Skip to content

Job Logs

Every task's stdout/stderr, and every run's driver orchestration log, is captured, streamed live to the admin UI, and retained for later inspection.

Capture and streaming

As a Worker runs a task, it batches the task's output and pushes it to the leader over the internal protocol (kiok.joblog.worker.batch.* controls batch size and interval). The leader stores it and serves it back to the admin UI.

Each run also has a run log — the driver's orchestration log (which task was dispatched, when, with what result) — stored under a reserved task id. The UI streams both per-task logs and the run log incrementally: an offset-based tail fetches only newly-appended bytes, with a Live / Paused toggle.

Where logs live

Job logs are stored in a dedicated leader-side RocksDB store, separate from the metadata store, and KMS envelope-encrypted at rest. There are two retention modes:

  • No S3 archival (default) — the leader RocksDB store is the permanent home. A completed task's log stays there indefinitely.
  • S3 archival configured — a periodic flush (kiok.joblog.flush.interval.ms, default 10s) and a final flush on task completion copy each log to S3, after which the RocksDB buffer is dropped. The periodic flush means even a long task that dies still has its log up to the last interval.

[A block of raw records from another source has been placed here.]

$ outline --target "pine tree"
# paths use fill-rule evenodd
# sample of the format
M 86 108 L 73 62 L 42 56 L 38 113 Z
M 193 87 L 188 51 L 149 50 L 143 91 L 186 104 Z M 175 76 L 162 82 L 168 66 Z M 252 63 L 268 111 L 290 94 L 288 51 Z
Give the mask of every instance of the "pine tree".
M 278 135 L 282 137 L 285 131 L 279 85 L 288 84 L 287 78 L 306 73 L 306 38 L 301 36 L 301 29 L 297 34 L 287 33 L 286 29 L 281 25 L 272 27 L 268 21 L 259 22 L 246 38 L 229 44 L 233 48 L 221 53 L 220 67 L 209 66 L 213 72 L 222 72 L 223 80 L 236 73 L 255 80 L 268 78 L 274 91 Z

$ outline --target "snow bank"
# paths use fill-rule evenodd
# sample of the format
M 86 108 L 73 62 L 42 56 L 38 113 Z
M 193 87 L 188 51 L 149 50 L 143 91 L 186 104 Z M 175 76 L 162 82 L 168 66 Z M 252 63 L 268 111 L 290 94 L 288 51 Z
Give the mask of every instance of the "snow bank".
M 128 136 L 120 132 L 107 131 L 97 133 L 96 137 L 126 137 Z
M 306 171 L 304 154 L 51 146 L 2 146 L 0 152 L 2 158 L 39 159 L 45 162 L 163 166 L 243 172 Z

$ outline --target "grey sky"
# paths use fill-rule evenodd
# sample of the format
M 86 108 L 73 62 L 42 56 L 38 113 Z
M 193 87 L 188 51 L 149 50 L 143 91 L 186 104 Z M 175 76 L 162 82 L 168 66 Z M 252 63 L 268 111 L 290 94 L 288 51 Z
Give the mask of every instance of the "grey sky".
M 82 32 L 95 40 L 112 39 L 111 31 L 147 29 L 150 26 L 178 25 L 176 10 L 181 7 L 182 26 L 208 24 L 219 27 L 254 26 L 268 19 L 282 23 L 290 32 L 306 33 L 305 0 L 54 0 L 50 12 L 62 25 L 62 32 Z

Configure the S3 destination with kiok.joblog.s3.* (endpoint, region, bucket, prefix, credentials).

Reading a completed log

A log read checks the leader RocksDB store first; if the buffer is empty and S3 archival is on, it falls back to the S3 archive. So a completed task whose RocksDB buffer was dropped after archival is still served transparently — the UI and CLI never need to know which tier holds the bytes.

Durability

In the default no-S3 configuration, job logs live only in the leader's RocksDB. To protect them against a leader disk loss, enable Backup & Restore — job logs are one of the backed-up stores, so a restore brings completed-run logs back along with the rest of cluster state.